The Stock Market Relative Strength is the comparison between the prices of two financial instruments: stocks or indexes.
It’s possible to create an indicator that compares the historical series of Apple with the historical series of the Nasdaq index. Nasdaq Index is used as a benchmark.
Sectoral indices or sector ETFs can also be compared with the reference stock index.
Stock Market Relative Strength using the Percentage Changes
A first rather simple system is to compare the percentage changes of the last x days of two actions.
In this way, a ranking will be created where in the first place we will find the title that has best performed.
Or, you can calculate the ratio between the percentage changes of X days.
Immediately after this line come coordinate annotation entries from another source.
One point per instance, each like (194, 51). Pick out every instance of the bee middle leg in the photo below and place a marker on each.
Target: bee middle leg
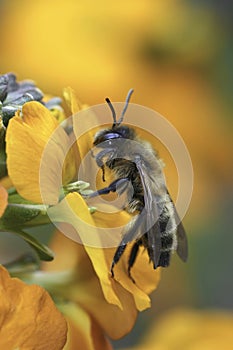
(131, 234)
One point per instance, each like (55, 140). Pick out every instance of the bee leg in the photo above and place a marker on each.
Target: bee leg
(116, 258)
(130, 235)
(119, 184)
(132, 257)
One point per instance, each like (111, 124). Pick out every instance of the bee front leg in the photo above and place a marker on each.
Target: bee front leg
(118, 186)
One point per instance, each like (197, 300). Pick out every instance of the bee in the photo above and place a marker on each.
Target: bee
(137, 170)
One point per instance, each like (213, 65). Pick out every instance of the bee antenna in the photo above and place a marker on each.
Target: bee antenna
(112, 110)
(125, 107)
In this way, you haven’t a ranking, but an absolute comparison between two instruments.
Another method, always using the percentages of daily gain and loss, is to check how many times in X days the stock has outperformed the Benchmark Index.
Relative Strength using the Spread
You can also create an indicator that calculates the ratio of the entire time series of the two instruments. This is the spread chart you can get in Forex with currency pairs.
Let’s take EurUsd as an example; its graph is the relationship between the Historical data of the Euro and the Dollar.
Imagine you create a Netflix / Nasdaq chart when the line goes up; it will mean that Netflix is Outperform the Nasdaq and vice versa.
In this graph, it will be possible to insert a series of indicators, such as RSI, Moving Averages, etc.
Also, in this graph, it’s possible to find many patterns.
For example, assume that Netflix tends to outperform the Nasdaq Index for X days and then returns. In this case, we could use mean-reverting strategies to open a trade.
We could use an RSI indicator to predict that when the ratio of Netflix to Nasdaq rises above a specific value, then it tends to fall. So when the RSI of our Relative Strength Indicator exceeds a certain value, we can sell Netflix and buy Nasdaq.